Unicode vs Ansi Author: dongxiao Published: 2001/02/05
Thesis:
This article describes how to change from the unicode and ANSI formats.
text:
Unicode VS ANSI
The Visual Basic 32-bit version of the string processing is unicode, that is, the string is stored inside the VB in the format of Unicode. What is unicode? Simply put, every franchis is expressed in 2-byte, and each "physical word" is a "character". Therefore, Len ("Hello") The value returned by LEN ("ABC") is 3, because "Big" and "A" are a character. But this is handled for some Chinese characters, such as the information file of the pure text, is a big disaster, because you must locate each character with Byte, but Unicode has smashed everything. For example: LEN ("Good Morning") is transmitted 12, and LEN ("Today's weather is very good") Passing 6 For beginners, it is not easy to use VB to write the program is already a great thing, but immediately On the Chinese processing, I was a boring foot, and the blow was not small. But don't be afraid, in fact, as long as you know more about some instructions, you can solve the problem of Chinese processing. What is the instruction? The most important thing is that StrConv is. The syntax of the STRCONV function is: STRCONV (String, conversion format) where the conversion format is hereby converted to Unicode VbFromunicode to convert the unicode string to ansi after converting a string to ANSI All string processing instructions must be added B, for example: Leftb, Rightb, MIDB, ChRB, INSTRB, LENB, INPUTB, etc. Use these instructions to handle it. When you have finished processing, you can turn it back to Unicode so you can use a general string to handle instructions. Do you understand this? If you still don't understand, look at the example below: [●] Simple use Example See the basic example below You should have some concepts for the string of VB.

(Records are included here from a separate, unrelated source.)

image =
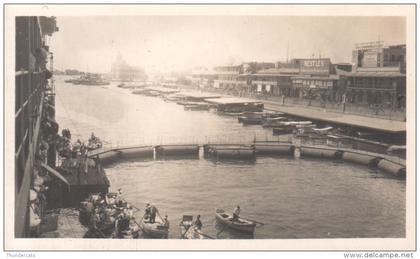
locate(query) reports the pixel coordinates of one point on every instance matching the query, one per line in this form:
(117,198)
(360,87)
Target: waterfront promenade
(368,122)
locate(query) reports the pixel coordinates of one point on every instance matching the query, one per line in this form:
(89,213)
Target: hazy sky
(173,43)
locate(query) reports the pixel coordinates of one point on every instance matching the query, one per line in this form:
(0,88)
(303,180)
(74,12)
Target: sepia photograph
(167,127)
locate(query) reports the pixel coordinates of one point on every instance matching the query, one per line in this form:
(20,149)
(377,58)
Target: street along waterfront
(295,198)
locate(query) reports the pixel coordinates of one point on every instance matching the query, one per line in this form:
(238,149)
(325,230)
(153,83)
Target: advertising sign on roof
(315,66)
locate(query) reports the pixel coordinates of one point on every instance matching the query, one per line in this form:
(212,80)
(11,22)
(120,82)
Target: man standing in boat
(152,211)
(236,213)
(197,224)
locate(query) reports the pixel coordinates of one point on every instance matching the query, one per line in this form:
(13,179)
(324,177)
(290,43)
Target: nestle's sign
(315,66)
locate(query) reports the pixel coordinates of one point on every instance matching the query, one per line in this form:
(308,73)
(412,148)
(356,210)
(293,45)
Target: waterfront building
(274,80)
(202,77)
(122,71)
(227,79)
(316,80)
(34,112)
(378,76)
(237,79)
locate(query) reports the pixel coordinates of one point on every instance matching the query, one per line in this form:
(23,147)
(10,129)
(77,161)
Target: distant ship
(88,79)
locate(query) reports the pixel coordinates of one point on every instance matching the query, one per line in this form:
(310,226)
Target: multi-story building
(275,80)
(202,77)
(228,78)
(378,75)
(122,71)
(316,79)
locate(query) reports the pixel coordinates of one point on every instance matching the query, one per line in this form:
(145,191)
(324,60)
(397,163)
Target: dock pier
(252,151)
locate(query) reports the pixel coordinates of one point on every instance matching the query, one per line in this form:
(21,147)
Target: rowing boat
(154,230)
(239,224)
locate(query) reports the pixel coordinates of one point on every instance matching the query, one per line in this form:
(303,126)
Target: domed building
(122,71)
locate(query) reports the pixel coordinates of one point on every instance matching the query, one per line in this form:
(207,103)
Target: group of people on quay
(108,216)
(67,149)
(111,216)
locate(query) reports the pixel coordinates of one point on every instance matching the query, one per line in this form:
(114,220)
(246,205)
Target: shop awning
(56,173)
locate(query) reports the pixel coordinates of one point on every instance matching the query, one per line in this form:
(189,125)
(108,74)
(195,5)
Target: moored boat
(283,130)
(188,230)
(240,224)
(154,230)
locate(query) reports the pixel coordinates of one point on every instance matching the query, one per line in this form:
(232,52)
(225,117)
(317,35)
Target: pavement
(385,125)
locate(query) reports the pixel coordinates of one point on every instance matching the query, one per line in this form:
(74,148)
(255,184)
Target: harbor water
(295,198)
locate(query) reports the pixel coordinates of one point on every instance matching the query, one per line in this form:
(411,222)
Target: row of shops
(318,78)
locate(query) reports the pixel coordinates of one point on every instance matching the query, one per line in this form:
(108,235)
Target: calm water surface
(296,198)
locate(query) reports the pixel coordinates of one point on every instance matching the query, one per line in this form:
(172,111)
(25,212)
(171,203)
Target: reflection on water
(295,198)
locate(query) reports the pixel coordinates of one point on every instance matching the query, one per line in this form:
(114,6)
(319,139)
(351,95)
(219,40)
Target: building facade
(378,76)
(276,81)
(228,78)
(122,71)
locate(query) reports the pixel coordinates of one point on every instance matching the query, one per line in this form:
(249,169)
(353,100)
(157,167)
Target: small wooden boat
(188,230)
(196,106)
(283,130)
(94,145)
(232,113)
(154,230)
(252,120)
(240,224)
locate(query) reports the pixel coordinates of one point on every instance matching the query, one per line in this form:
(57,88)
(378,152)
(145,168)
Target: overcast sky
(174,43)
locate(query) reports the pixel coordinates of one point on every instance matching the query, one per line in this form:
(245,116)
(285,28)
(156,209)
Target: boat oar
(205,235)
(254,221)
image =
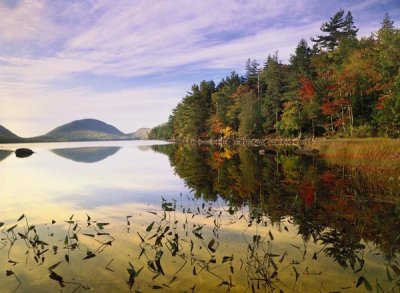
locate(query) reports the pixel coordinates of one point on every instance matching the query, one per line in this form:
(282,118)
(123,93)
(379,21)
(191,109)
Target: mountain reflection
(4,154)
(86,154)
(340,208)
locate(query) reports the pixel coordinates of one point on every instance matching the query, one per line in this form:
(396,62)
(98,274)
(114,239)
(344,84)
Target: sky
(129,62)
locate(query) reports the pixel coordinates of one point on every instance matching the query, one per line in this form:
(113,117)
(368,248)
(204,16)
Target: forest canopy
(338,85)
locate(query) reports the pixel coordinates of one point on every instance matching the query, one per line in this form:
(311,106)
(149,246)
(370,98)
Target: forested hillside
(336,85)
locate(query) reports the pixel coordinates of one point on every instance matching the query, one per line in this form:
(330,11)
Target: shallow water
(224,219)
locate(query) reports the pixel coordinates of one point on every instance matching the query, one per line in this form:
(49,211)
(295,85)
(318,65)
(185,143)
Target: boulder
(23,152)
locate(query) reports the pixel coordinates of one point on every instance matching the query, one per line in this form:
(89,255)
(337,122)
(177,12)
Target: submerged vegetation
(192,245)
(254,221)
(341,86)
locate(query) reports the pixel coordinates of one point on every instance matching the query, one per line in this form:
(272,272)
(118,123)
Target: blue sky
(128,62)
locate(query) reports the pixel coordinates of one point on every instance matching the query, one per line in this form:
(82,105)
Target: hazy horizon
(128,63)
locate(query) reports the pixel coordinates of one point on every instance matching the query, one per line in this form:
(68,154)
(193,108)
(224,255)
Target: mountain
(85,129)
(141,133)
(6,136)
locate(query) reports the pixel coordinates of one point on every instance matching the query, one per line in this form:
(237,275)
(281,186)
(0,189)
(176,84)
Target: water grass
(368,153)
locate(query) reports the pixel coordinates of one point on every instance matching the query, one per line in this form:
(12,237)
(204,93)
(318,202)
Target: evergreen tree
(336,28)
(272,100)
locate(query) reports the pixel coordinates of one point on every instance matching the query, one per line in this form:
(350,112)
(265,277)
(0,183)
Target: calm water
(150,216)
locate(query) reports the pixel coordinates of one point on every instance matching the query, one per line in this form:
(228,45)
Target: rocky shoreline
(256,142)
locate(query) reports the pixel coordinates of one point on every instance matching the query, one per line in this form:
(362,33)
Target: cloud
(53,53)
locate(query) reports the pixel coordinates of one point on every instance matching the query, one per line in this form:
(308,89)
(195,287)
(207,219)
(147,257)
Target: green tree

Private Sub Command1_Click () Dim sUnicode As StringDim sAnsi As String 'Unicode operation sUnicode = "Xiaoming, A123456789,651023, Hangzhou City Road No. 100, (02) 2345678" Debug.Print Len (sUnicode)' 44Debug.Print Mid Returns $ (Sunicode, 5, 10) 'Back A123456789Debug.print INSTR (SUNICODE, "Hangzhou")' Back 23 'Put the Unicode string to ANSISANSI = STRCONV (SUNICODE, VBFROMUNICODE)' ANSI operation Debug.print lenb ( Sansi) 'Back to 54debug.print Midb $ (Sansi, 8, 10)' Back ?????, because I forgot to Return to UnicodeBug.Print StrConv (MIDB $ (Sansi, 8, 10), vbunicode " Back to A123456789, please pay attention to the action of Unicode must do debug.print INSTRB (Sansi, StrConv ("Hangzhou", vbfromunicode) 'Back 23, don't forget to turn "Hangzhou" to ANSI, otherwise Will not find the end sub [●] in the text file in VB's tip, there is a quick reading method: private submmand1_click () Dim sfile as string open "c: /filename.txt" for Input as # 1SFILE = INPUT $ (Lof (1), # 1) Close # 1END SUB but very unfortunately, if you read the files in the archive, this section will appear incorrect in Input Past End Of File. Because the LOF is transmitted back the number of files, the input is read by the file, which is in Chinese, so that the number of characters in the file will be less than the BYTE number, so there is an error. To solve this problem, we will use the two functions of strconv and inputb: private submmand1_click () Dim sfile as string open "c: /filename.txt" for input as # 1sfile = strconv (INPUTB $ (Lof) (1), # 1), "# 1) The above correction program first uses INPUTB to read the file, but the file read in INPUTB is ANSI format, so you have to transfer it to Unicode with StrConv. [●] Random data files Many text files are in the position of the fixed position group, such as the following information format: Wang Xiaomin 650110 Hangzhou Zhongshan Road No. 100 (02) 1234567 Zhang Daxie 660,824 Guangdong, Dajia Town, Yuhang City No. 23 (03) 9876543 ... how to handle this type of file? This is necessary to use Type and byte Array.